Harold turned the page and laid his eyes on a small, dark photograph from 1899. It was of the study, of a liquor table in one corner, festooned with clear decanters and a strange, tall object. He squinted and looked closer. It was bigger than any of the liter-size decanters, wider around the bottom and rising a good two feet into the air. Both the base and the balloon-shaped body were made of opaque glass. A series of what looked like tubes ran around it, and something like a nozzle poked out from the top.

He flipped the pages quickly, finding a later photograph of the same space. It had been taken in 1905. The angle was different, and the liquor cabinet was in a slightly farther spot along the wall… But the object was gone. In its place was something similar but smaller. Much smaller.

He pressed his finger against the first photograph. “What is this?” he asked. “It’s hard to make out.”

Penelope Higgins bent over the photograph book herself, squinting past her thick, round glasses.

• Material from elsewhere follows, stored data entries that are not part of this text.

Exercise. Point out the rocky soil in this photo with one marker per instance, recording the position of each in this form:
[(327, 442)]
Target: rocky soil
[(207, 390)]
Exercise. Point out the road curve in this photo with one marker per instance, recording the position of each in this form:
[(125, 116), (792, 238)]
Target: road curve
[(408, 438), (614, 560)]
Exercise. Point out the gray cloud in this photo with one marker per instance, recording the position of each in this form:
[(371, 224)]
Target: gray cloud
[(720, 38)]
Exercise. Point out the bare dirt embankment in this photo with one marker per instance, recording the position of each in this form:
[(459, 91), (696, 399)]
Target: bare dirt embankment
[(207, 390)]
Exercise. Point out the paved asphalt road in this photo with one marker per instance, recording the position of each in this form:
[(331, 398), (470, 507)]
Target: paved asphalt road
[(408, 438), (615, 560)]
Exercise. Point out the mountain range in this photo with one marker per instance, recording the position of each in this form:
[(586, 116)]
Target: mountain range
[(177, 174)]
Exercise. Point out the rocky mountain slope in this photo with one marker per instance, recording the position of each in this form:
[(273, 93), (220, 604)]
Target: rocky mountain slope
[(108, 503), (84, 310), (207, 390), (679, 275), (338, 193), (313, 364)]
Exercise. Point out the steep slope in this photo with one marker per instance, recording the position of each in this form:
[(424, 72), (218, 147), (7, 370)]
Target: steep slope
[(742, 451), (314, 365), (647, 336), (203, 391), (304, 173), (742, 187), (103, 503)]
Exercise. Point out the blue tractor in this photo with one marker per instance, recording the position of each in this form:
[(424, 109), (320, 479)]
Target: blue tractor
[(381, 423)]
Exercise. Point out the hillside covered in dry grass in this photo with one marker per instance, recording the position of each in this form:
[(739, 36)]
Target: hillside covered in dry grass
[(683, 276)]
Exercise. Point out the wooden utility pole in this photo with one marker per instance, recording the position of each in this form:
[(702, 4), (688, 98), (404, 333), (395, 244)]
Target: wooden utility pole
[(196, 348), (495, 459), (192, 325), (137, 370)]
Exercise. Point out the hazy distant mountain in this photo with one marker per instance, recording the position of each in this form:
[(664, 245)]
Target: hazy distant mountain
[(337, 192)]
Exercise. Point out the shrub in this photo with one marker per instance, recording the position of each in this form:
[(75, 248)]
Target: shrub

“Oh!” she exclaimed. “The gasogene!” Harold remembered reading about gasogenes over the years, but he didn’t think he’d ever seen one. They were early carbonators, used privately to put the bubbles in a gentleman’s seltzer. They were expensive and rather unwieldy, and they were found only among the bar sets of the wealthy.

“It’s huge,” said Harold.

“Yes, rather. It was an early gasogene, I think. Conan Doyle received one of those monstrous nineteenth-century ones early on and got rid of it when the newer ones were developed a few years later. This one was a gift, if I recall.”

“From who?”

“Bram Stoker. They were friends, you know.”

Harold froze again.

“He got rid of it? To where?”

“Hell if I know,” said Ms. Higgins. “Conan Doyle would have sent the thing away long before he died. 1901? ’02? ’03? Must have been.”